The theme chosen for these notes was history of Ireland, and each note featured the portrait of a person with this theme in mind from a particular era from historic to modern and complementing visual elements. The female head painted by Sir John Lavery was retained from Series A; contained in the unprinted space. Each banknote has the signature of the Governor of the Central Bank of Ireland and the Secretary of the Department of Finance.

During much of the period of circulation of this series, foreign exchange controls prohibited the export of any notes larger than £20 from the Republic.

One Pound

The green one pound note had a portrait of Medb, the legendary Queen of Connacht in Irish mythology. Also a pre-Christian geometric design based on those found on bone slips is used in on the note, the background is an excerpt from the Táin.

The reverse had a decorated excerpt from Lebor na hUidre, the oldest surviving Irish manuscript, with some red in addition to the dominant green.

The dimension of the notes are 78.0 × 148.0 millimetres.

The one pound note was removed from circulation from June 1990 as it became replaced by the Irish pound coin, this note was the final one pound note to be circulated and it was the first note of Series B to be removed from circulation.

Five Pound

The orange five pound note had a portrait of Johannes Scotus Eriugena, the philosopher and theologian, of the ninth century. The letter A from the start of Psalm 17 of the Psalter of Ricemarcus is used against the Book of Durrow.

The reverse featured an adaptation of animal and script extracts from the Book of Kells, an eighth century copy of the gospels.

The dimension of the notes are 82.0 X 156.0 millimetres. In addition to the dominant orange, red and brown is used on both sides of the note.

Ten Pound

The purple ten pound had a portrait of Dean Jonathan Swift the poet and satirist. The background contains a reproduction of the coat of arms of Dublin from a city council resolution against a letter by Swift from April 1735.

The reverse had a portion of a map of Dublin which was published by John Rocque in 1756. Great Abbey Street and Astons Quay - now known as Middle Abbey Street and Aston Quay respectively are shown as well as the River Liffey.

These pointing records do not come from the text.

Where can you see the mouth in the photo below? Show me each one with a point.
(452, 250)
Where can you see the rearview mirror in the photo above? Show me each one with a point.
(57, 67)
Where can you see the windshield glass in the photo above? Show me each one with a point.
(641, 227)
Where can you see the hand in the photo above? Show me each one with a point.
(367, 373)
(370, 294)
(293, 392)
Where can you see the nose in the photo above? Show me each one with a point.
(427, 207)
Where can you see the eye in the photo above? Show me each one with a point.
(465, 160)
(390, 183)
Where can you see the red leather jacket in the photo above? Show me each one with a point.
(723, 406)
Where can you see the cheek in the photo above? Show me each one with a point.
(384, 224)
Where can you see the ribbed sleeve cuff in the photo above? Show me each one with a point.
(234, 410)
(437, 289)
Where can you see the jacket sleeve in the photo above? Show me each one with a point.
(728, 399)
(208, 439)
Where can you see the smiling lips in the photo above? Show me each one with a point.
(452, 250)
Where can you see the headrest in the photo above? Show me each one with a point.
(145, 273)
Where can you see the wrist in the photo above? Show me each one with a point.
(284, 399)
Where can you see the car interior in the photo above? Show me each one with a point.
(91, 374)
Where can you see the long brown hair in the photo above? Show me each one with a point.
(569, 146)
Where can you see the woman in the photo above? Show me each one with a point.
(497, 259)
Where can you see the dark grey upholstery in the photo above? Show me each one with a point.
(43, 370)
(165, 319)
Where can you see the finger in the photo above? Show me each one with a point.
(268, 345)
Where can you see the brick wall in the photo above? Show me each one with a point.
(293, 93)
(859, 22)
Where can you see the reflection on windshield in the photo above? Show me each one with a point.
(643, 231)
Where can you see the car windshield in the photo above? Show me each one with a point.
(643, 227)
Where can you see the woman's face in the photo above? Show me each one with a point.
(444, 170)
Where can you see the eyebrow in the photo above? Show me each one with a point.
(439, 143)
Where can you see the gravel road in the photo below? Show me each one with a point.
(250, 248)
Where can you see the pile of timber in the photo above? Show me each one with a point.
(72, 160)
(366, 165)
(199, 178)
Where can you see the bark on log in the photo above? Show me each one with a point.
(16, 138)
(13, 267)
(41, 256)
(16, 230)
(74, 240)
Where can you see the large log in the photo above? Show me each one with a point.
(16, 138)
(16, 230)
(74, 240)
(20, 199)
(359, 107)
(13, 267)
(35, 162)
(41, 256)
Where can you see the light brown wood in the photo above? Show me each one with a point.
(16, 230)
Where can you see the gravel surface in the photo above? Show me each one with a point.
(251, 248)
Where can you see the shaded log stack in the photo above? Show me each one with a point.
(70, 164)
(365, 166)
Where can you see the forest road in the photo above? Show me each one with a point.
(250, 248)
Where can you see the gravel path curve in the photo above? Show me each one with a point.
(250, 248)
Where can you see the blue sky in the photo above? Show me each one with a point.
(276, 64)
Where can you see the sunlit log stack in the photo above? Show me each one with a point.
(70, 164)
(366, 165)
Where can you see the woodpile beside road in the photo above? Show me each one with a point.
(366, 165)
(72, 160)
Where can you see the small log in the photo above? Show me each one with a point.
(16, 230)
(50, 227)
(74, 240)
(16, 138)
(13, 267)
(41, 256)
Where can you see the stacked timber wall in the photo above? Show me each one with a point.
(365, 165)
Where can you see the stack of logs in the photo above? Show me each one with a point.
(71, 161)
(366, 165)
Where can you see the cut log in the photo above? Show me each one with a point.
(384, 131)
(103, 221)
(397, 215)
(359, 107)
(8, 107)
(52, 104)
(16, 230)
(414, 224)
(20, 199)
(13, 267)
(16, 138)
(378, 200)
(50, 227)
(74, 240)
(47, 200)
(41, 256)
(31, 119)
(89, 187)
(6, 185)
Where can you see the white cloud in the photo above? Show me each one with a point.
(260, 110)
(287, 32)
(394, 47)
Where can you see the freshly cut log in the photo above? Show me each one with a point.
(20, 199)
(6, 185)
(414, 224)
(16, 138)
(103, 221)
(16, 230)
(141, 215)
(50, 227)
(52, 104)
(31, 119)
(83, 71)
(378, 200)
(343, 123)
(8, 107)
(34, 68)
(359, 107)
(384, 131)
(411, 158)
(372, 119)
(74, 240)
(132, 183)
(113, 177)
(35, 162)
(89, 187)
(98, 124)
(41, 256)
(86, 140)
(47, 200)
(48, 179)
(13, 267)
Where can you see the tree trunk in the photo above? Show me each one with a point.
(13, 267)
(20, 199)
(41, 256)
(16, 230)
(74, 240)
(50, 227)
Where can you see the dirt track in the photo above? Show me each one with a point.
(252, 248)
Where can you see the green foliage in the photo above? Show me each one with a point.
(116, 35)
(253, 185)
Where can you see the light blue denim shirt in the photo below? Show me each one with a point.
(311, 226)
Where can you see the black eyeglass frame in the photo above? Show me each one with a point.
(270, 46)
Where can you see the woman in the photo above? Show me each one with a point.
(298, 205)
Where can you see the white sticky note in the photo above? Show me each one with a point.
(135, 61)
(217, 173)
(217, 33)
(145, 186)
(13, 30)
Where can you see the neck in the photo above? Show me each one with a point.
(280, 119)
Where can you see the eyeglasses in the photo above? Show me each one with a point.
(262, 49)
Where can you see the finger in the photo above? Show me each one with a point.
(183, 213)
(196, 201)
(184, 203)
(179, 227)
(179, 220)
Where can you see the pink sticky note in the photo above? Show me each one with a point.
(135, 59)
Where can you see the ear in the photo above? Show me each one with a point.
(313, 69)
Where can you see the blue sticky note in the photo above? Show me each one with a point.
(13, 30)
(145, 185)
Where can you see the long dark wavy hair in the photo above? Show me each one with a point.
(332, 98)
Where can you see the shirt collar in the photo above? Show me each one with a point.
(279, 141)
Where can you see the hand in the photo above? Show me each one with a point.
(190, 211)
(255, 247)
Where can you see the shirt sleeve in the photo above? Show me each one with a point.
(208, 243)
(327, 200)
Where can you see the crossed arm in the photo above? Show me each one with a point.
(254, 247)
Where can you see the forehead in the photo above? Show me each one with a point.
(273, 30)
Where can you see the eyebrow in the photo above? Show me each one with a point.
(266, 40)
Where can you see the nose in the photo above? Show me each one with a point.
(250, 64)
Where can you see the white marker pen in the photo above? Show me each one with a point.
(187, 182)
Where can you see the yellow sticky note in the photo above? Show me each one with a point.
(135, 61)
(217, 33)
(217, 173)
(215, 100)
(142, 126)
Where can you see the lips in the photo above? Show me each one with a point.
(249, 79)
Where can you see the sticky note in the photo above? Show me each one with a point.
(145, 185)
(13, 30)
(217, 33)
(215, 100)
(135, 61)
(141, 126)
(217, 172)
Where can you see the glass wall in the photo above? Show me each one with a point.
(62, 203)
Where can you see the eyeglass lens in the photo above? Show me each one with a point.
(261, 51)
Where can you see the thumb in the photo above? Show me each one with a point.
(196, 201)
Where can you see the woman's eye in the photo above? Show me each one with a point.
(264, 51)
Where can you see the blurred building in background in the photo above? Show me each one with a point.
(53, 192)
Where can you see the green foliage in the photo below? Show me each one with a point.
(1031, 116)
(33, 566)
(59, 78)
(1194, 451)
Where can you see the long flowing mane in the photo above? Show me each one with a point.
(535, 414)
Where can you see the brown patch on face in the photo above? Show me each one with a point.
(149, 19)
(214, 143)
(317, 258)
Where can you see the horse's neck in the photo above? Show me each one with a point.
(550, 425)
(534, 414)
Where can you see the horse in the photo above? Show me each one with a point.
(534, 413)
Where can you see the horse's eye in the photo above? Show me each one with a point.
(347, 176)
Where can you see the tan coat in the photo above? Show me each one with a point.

The dimension of the notes are 86.0 X 164.0 millimetres. The note consists of shades of purple - three shades on the front and two on the back.

Twenty Pound

The blue twenty pound note had a portrait of William Butler Yeats, the poet, dramatist, and mystic together with a representation of the mythological hero Cú Chulainn, based on the motif used by the Abbey Theatre. The background is of a Deirdre, a Yeats manuscript.

The reverse had image the Blasket Islands, off County Kerry with the background of An tOileánach by Tomás Ó Criomhthain.

The dimension of the notes are 90.0 X 172.0 millimetres. The note consists of shades of blue - six shades on the front and four on the back.

Fifty Pound

The red-brown fifty pound note had a portrait of Turlough O'Carolan, the blind Irish harper and composer, with the background from Timbrell.

The reverse had a design based on the wood carvings on the organ loft of St. Michan's Church, Dublin.

The dimension of the notes are 94.0 X 180.0 millimetres. Using the red-brown colours it is set using five shades on the front and four on the back.

Hundred Pound

A Series B hundred pound note was never issued, the Series A £100 note remained in circulation. Although during the late 1970's some newspapers thought that there would A £100 note that would have been Mauve in Colour would have had Grace O'Malley on the front and The Galtee Mountains on the back.